Although it won’t be painting the grass green, as they did in Beijing, Toronto is getting ready for the International Olympic Committee’s evaluation commission’s visit next week.

The city is hanging 500 blue “welcome” banners in select areas, including outside the Skydome and other major sports facilities, along prominent streets like Queen’s Quay, in neighbourhoods such as Yorkville and in the portlands, the centre of Toronto’s Olympic bid.

Also, litter is being picked up, streets swept and portland parking lots hosed down.

And if the unpredictable March weather takes a turn for the worse, evaluation commission members can tour the city indoors, through the magic of virtual reality.

Toronto’s Olympic bid committee, with the help of the Design Exchange, has put together a virtual reality tour of what Toronto and the venues would look like in 2008.

TO-2008’s head of venues, Doug Hamilton, said “it’s on a computer.
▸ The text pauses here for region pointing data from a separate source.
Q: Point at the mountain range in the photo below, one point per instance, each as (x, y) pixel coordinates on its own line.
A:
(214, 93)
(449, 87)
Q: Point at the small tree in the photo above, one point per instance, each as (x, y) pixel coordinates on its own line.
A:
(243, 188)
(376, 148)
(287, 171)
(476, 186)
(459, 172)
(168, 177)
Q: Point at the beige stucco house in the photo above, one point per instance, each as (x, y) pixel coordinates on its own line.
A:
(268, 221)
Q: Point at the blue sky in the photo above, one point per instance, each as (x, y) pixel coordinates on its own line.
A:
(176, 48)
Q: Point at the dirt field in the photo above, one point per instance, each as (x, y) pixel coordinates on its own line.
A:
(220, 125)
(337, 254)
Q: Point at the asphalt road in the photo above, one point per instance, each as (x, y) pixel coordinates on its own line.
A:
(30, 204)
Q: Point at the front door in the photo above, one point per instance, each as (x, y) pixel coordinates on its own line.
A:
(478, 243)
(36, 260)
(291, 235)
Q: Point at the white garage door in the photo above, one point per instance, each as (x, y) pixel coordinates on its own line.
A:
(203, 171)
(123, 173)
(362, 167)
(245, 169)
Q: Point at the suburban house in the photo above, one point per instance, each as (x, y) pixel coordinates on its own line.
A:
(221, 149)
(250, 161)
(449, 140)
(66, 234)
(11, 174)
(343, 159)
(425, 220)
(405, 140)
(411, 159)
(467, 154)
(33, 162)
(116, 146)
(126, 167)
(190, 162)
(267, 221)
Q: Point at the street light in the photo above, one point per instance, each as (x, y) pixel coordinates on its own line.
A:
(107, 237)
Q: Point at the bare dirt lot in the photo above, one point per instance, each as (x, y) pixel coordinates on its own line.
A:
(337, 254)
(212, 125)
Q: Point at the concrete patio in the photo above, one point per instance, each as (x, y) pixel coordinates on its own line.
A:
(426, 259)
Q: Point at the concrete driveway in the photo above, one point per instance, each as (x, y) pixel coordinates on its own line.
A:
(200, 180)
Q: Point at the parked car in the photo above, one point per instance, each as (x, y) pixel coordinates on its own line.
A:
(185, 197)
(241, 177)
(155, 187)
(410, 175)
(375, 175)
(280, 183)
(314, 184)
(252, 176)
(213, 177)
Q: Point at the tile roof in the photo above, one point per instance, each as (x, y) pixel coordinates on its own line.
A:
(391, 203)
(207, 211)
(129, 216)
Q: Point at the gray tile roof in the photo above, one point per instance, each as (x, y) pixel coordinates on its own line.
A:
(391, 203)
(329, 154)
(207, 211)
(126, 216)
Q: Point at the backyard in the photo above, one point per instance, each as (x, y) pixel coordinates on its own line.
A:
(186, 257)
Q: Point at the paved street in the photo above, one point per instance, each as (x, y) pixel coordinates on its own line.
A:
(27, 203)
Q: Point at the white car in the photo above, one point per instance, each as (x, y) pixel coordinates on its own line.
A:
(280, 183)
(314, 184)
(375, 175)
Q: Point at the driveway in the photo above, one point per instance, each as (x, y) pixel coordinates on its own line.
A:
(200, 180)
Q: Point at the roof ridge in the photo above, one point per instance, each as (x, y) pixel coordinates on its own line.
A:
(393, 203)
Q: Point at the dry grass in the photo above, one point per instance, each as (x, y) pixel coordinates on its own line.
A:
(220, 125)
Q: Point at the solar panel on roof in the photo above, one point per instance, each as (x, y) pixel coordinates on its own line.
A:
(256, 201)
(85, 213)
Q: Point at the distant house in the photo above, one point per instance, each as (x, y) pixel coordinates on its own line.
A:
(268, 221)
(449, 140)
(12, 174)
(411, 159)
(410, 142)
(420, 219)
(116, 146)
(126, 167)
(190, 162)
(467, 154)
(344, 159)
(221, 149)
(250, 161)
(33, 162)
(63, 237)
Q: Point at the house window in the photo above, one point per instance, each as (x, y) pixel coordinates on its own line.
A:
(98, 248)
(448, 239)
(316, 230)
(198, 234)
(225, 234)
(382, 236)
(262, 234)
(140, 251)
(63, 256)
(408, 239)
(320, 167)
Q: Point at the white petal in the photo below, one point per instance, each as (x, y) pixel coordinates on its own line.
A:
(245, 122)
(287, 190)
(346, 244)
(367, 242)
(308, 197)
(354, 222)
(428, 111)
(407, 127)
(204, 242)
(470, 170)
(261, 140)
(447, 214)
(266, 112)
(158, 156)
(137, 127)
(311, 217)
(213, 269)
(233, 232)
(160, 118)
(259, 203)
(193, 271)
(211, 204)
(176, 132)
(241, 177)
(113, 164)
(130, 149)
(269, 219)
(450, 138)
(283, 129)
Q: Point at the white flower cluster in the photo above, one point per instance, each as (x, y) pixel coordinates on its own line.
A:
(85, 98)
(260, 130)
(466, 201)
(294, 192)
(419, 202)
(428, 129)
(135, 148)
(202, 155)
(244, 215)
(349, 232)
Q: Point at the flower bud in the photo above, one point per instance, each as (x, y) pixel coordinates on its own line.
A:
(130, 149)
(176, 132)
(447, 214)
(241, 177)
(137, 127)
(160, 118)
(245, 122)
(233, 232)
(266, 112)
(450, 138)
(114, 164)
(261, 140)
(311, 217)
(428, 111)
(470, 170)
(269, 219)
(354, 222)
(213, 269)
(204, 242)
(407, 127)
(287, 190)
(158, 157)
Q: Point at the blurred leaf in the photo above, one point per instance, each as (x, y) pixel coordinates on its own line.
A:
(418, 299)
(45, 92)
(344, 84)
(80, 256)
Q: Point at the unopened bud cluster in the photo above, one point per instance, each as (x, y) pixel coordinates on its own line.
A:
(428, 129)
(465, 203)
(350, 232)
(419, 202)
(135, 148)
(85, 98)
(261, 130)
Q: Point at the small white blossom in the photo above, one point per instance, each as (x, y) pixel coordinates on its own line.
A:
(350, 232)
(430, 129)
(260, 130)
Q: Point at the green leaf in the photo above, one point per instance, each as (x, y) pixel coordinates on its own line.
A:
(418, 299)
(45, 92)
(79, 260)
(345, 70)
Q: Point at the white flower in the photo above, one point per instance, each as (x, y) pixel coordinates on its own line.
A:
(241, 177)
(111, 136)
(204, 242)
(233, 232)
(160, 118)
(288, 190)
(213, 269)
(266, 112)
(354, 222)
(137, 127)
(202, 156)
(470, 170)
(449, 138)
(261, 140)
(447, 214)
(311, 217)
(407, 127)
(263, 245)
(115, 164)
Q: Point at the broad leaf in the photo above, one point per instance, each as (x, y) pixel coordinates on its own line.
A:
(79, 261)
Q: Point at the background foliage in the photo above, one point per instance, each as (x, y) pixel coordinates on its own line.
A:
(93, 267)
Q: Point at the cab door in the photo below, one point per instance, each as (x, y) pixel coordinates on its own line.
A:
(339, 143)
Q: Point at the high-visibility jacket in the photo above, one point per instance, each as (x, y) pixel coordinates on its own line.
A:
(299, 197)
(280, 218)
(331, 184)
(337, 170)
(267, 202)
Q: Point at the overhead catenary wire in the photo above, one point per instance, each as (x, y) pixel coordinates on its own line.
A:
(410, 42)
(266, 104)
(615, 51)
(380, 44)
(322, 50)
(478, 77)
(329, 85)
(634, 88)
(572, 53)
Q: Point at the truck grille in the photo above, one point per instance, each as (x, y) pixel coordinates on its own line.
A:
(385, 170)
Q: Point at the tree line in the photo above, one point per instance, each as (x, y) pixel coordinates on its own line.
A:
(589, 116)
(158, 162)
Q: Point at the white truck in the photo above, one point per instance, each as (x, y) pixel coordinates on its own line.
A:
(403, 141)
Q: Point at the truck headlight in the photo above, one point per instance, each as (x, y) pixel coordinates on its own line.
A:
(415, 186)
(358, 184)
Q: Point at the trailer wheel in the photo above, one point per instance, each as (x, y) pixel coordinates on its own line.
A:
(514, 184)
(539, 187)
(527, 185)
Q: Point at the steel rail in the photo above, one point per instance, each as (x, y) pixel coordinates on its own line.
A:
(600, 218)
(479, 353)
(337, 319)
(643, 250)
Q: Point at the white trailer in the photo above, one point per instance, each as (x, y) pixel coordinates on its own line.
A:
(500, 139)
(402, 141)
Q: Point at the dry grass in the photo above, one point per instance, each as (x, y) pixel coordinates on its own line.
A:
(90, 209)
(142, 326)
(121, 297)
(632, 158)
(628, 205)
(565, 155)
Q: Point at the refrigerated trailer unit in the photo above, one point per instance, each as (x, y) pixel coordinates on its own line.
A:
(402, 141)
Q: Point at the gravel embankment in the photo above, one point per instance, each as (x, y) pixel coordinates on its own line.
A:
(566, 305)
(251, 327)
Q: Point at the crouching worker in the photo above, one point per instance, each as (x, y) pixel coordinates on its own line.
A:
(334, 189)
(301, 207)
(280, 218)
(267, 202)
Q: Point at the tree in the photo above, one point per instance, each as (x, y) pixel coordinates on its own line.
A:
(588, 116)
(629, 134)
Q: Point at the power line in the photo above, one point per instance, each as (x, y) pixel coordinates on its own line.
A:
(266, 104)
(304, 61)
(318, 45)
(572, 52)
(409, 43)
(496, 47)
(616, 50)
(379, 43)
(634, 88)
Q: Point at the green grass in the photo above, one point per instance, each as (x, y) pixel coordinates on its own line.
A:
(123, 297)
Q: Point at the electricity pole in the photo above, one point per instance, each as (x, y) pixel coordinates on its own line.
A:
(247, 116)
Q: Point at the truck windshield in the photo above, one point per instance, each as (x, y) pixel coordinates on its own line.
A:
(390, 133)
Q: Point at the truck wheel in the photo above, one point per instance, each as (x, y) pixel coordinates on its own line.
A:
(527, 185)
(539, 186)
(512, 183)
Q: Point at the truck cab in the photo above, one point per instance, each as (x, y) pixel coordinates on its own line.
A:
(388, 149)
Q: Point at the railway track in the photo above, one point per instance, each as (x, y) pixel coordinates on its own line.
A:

You project the image on the screen and use a mouse to tour Toronto. It’s very sophisticated, almost like a video game.” He added, “it’s like you’re in Toronto in 2008 and you can fly around the city, looking at venues from different vantage points and right into particular venues, even through walls”.

Meanwhile, William Thorsell, president of Toronto’s Royal Ontario Museum said that Toronto’s ambitions for urban greatness, marked by a revitalized waterfront and new cultural projects, should not hinge on winning the bid to host the 2008 Games.

Thorsell said “it’s kind of pathetic that we are saying to ourselves that some committee in Lausanne is going to have a veto over whether we take care of our own city”. He was referring to the International Olympic Committee.

He said that proposals to redo the waterfront, as well as dreams of an opera house and major expansion plans at the museum, should push ahead no matter what the IOC decides in July. “If we get the Olympics, we will get a lot of extra money and that would help”.

But he warned that “we can’t be dependent on it and we can’t say we are going to delegate our decision over what we’re going to do in Toronto to a committee of people running around the world who are no longer taking bribes”.